I was going, and that’s all there was to it.
I marched out of my office toward Roxie’s desk. She’d gone now—it was almost closing time anyway, and, like I’d said, she was smart. I was pretty certain she stored unused boxes in the closet behind where she sat.
Turned out, she did.
I grabbed a couple, then returned to my office and began packing things up. I started with my books, the business-related ones. I wanted to have those, especially for Elizabeth, in case she needed to look up some professional information. She could use them in her resource library.
Then I moved on to my desk drawers, cleaning out files and binders. When I’d filled the two boxes, I went and got two more.
I kept packing and drinking until the office was quiet, and I was sure most everyone had gone home. I’d made it to my graphic novels by then, my collectibles. My first edition of The Walking Dead was missing. I tried to remember if I’d loaned it to anyone.
I hadn’t. That left one person to blame—Donovan. He was the only one who would mess with my shit.
Speaking of Donovan—I needed to tell him I was leaving.
I tramped out of my office and started toward his, but the dark hallway said he wasn’t there. I was desperate to tell him anyway, eager to make it known, so I shouted it out. “I’m moving to France.”
“You are?”
I looked to my side and found Nate was still here. I’d missed his light on.
“No,” I said, sullenly, feeling the loss of my wife all over again. Then I remembered I was going to move to France anyway. “Yes. I mean yes.”
Moving to France. It was laughable. I was laughable. She didn’t want me, and I was chasing after her.
What the fuck was I even doing?
Except she did want me. She’d just decided we were better apart.
Lies.
Lies, lies, lies.
I needed to find her. Needed to tell her she was wrong about her decision. Convince her we belonged together.
“I have to go,” I said, heading back for my coat.
“To France?” Nate called.
“God, I hope so.” I put my coat on as I walke
d toward the elevator, wondering if I should call for an Uber or if there’d be a cab.
I looked at my phone, meaning to pull up the Uber app, but got distracted when I saw my wallpaper—a picture of Sebastian that I’d taken the day before. “Did I tell you I’m a dad?” I called back to Nate.
I didn’t even know if he could hear me anymore; I was almost at the elevator, and I couldn’t see him past the dark sections of the hallway.
“That sounds about right,” he yelled back.
It did sound right.
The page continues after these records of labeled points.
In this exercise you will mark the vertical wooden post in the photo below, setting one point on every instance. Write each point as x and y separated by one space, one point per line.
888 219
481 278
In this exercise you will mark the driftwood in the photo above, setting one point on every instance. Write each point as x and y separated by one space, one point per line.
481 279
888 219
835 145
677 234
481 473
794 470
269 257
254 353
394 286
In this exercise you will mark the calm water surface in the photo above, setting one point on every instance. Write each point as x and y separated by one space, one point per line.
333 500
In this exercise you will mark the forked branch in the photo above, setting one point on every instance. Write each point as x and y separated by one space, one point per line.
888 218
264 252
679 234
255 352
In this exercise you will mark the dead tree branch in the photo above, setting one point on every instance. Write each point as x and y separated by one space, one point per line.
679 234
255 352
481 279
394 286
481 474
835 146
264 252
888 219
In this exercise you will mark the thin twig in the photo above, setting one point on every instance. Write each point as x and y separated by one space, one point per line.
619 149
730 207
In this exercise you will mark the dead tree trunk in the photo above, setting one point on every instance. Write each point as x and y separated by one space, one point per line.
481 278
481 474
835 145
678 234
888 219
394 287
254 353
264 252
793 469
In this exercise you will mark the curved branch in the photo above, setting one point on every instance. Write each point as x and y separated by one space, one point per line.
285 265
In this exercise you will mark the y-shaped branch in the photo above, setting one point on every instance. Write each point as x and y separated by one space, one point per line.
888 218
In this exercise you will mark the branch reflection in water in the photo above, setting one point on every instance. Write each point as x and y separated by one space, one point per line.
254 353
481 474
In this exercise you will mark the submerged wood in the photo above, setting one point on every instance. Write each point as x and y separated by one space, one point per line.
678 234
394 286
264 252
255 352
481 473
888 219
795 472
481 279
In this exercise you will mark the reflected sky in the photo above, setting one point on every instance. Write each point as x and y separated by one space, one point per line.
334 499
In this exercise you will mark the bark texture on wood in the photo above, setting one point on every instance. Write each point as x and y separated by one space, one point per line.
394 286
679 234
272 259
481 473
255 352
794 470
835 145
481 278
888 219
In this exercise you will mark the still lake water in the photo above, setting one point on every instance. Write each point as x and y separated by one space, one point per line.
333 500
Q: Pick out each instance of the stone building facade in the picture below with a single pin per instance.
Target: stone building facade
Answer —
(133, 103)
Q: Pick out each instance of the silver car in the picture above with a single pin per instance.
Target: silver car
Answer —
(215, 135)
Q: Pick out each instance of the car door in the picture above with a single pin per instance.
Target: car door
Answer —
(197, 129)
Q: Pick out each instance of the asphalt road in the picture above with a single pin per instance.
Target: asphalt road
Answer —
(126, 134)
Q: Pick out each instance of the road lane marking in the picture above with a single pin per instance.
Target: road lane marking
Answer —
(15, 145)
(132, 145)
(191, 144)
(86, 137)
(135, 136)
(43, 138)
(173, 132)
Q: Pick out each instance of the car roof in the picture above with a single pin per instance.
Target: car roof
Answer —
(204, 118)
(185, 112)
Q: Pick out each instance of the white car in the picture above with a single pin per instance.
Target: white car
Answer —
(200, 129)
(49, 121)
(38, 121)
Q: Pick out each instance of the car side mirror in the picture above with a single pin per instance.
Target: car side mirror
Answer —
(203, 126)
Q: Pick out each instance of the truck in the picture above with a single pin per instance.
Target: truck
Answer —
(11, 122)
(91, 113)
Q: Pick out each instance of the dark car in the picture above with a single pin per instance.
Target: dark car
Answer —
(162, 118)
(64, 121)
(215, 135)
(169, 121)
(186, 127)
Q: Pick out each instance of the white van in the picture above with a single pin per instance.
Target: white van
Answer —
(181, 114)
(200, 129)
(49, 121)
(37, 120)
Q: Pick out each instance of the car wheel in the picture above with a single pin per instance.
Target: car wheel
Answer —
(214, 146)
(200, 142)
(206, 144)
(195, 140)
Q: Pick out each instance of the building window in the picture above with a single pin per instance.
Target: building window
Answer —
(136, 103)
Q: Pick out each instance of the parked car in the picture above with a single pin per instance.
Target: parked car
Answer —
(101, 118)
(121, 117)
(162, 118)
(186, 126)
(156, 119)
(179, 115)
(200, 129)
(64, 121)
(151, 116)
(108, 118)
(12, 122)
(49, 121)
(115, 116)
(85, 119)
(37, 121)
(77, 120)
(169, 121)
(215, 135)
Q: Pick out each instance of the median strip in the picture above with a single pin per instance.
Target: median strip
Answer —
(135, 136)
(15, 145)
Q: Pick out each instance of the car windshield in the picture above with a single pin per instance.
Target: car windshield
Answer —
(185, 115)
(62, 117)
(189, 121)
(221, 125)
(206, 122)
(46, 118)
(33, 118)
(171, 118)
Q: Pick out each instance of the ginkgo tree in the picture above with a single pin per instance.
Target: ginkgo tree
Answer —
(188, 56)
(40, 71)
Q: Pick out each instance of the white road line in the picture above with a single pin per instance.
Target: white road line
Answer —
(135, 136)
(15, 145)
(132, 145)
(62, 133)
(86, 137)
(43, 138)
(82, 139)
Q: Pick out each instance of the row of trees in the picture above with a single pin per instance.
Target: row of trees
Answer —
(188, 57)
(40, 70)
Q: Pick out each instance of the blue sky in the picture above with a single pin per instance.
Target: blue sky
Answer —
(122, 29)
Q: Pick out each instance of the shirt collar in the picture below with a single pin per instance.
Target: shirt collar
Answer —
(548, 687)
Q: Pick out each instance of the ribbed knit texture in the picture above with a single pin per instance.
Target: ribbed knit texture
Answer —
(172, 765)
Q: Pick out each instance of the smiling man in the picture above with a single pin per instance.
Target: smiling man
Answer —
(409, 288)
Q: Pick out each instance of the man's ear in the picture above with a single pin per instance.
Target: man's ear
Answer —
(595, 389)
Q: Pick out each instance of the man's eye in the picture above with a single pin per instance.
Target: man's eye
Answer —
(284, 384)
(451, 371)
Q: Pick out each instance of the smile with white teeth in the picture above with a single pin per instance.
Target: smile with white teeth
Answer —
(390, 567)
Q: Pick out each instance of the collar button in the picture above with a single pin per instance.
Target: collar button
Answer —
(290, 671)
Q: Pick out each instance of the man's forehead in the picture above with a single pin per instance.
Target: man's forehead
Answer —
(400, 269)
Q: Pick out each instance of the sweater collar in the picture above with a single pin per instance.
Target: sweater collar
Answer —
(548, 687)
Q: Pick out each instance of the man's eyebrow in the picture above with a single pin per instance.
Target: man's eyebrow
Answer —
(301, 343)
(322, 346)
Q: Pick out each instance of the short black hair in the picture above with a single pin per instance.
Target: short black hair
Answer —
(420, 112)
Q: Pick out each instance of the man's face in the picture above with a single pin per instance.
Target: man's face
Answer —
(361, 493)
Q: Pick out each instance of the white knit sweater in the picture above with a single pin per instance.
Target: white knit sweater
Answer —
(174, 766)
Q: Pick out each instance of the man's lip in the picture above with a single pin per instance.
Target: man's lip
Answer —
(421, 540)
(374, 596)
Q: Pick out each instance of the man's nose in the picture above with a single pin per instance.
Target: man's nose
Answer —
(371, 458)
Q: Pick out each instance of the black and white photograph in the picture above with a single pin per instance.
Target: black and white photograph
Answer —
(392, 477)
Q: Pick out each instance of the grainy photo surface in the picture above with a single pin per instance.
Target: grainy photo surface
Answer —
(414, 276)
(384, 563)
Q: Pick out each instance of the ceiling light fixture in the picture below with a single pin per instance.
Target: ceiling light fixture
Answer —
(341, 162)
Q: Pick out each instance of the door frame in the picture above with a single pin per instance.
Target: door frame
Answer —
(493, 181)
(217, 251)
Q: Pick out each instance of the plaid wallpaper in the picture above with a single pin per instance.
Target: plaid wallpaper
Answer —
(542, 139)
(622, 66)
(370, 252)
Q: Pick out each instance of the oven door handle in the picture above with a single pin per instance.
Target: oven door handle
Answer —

But it didn’t feel right without Elizabeth. I had to make her see that, too.
I used my key to get into her apartment, then shut the door and pressed my back against it while I let my eyes adjust to the dark.
It was only a little after eight o’clock. Fuck, was she even here?
I didn’t want to turn on the light and announce my presence in case she was. Not yet, anyway.
I started through the foyer into the interior of the apartment and bumped into the end table, knocking into the boxes stacked on top of it. “Shh,” I told them as they rattled, afraid they would crash to the floor. “Shh.” Fumbling, I managed to steady them just as the light flicked on.
“What are you doing here, Weston?”
Well, at least now I knew she was home.
I ran a hand through my hair and straightened my jacket, which was rumpled from packing, a general day’s wear, and my drunken state. I’d lost my tie hours ago, probably left behind at the office.
A quick once-over of my soon-to-be ex said she’d taken a bath. The bottom half of her hair was limp and damp. She was wearing one of those nighties that always drove me crazy in the early days because of how sexy she looked in them.
They still drove me crazy.
Her eyes were swollen and puffy, and maybe should have been a comfort to know that she was also miserable, but if she was really miserable, then why the fuck was she doing this?
I stormed past her into the living room, pulling the string of another lamp. Everything was gone. The walls were empty, her knickknacks missing. All that was left were a few pieces of furniture and some miscellaneous boxes.